I have several 2D numpy arrays (matrix) and for each one I would like to convert it to vector containing the values of the array and a vector containing each row/column index.
For example I might have an array like this:
x = np.array([[3, 1, 4],
[1, 5, 9],
[2, 6, 5]])
and I basically want the values
[3, 1, 4, 1, 5, 9, 2, 6, 5]
and their position
[[0,0], [0,1], [0,2], [1,0], [1,1], [1,2], [2,0], [2,1], [2,2]]
My end goal is to put these into a pandas DataFrame as columns like this:
V | x | y
--+---+---
3 | 0 | 0
1 | 0 | 1
4 | 0 | 2
1 | 1 | 0
5 | 1 | 1
9 | 1 | 2
6 | 2 | 0
5 | 2 | 1
3 | 2 | 2
where V is the value, x is the row position (index), and y is the column position (index).
I think I can hack something together but I'm trying to find the efficient way of doing this rather than fumbling around. For example I know I can get the values using something like x.reshape(x.size, 1)
and that I could try to create the index columns from x.shape
, but there seems like there should be a better way.
I don't know if it's most efficient, but numpy.meshgrid
is designed for this:
x = np.array([[3, 1, 4],
[1, 5, 9],
[2, 6, 5]])
XX,YY = np.meshgrid(np.arange(x.shape[1]),np.arange(x.shape[0]))
table = np.vstack((x.ravel(),XX.ravel(),YY.ravel())).T
print table
This produces:
[[3 0 0]
[1 1 0]
[4 2 0]
[1 0 1]
[5 1 1]
[9 2 1]
[2 0 2]
[6 1 2]
[5 2 2]]
Then I think df = pandas.DataFrame(table)

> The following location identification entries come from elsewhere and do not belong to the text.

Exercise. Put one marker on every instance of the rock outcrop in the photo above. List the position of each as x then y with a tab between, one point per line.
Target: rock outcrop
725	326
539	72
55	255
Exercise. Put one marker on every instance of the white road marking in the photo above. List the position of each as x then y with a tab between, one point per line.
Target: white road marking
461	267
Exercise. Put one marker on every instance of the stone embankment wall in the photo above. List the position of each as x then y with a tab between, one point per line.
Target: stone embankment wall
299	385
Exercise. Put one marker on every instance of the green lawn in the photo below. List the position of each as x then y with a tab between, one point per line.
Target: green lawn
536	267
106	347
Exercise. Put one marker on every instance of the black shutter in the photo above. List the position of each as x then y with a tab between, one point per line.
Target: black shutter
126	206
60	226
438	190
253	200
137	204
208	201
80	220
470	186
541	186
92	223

will give you your desired data frame.
You could also let pandas do the work for you since you'll be using it in a dataframe:
x = np.array([[3, 1, 4],
[1, 5, 9],
[2, 6, 5]])
df=pd.DataFrame(x)
#unstack the y columns so that they become an index then reset the
#index so that indexes become columns.
df=df.unstack().reset_index()
df
level_0 level_1 0
0 0 0 3
1 0 1 1
2 0 2 2
3 1 0 1
4 1 1 5
5 1 2 6
6 2 0 4
7 2 1 9
8 2 2 5
#name the columns and switch the column order
df.columns=['x','y','V']
cols = df.columns.tolist()
cols = cols[-1:] + cols[:-1]
df = df[cols]
df
V x y
0 3 0 0
1 1 0 1
2 2 0 2
3 1 1 0
4 5 1 1
5 6 1 2
6 4 2 0
7 9 2 1
8 5 2 2
Another way:
arr = np.array([[3, 1, 4],
[1, 5, 9],
[2, 6, 5]])
# build out rows array
x = np.arange(arr.shape[0]).reshape(arr.shape[0],1).repeat(arr.shape[1],axis=1)
# build out columns array
y = np.arange(arr.shape[1]).reshape(1,arr.shape[0]).repeat(arr.shape[0],axis=0)
# combine into table
table = np.vstack((arr.reshape(arr.size),x.reshape(arr.size),y.reshape(arr.size))).T
print table
You can simply use loops.
x = np.array([[3, 1, 4],
[1, 5, 9],
[2, 6, 5]])
values = []
coordinates = []
data_frame = []
for v in xrange(len(x)):
for h in xrange(len(x[v])):
values.append(x[v][h])
coordinates.append((h, v))
data_frame.append(x[v][h], h, v)
print '%s | %s | %s' % (x[v][h], v, h)
You can try this using itertools
import itertools
import numpy as np
import pandas as pd
def convert2dataframe(array):
a, b = array.shape
x, y = zip(*list(itertools.product(range(a), range(b))))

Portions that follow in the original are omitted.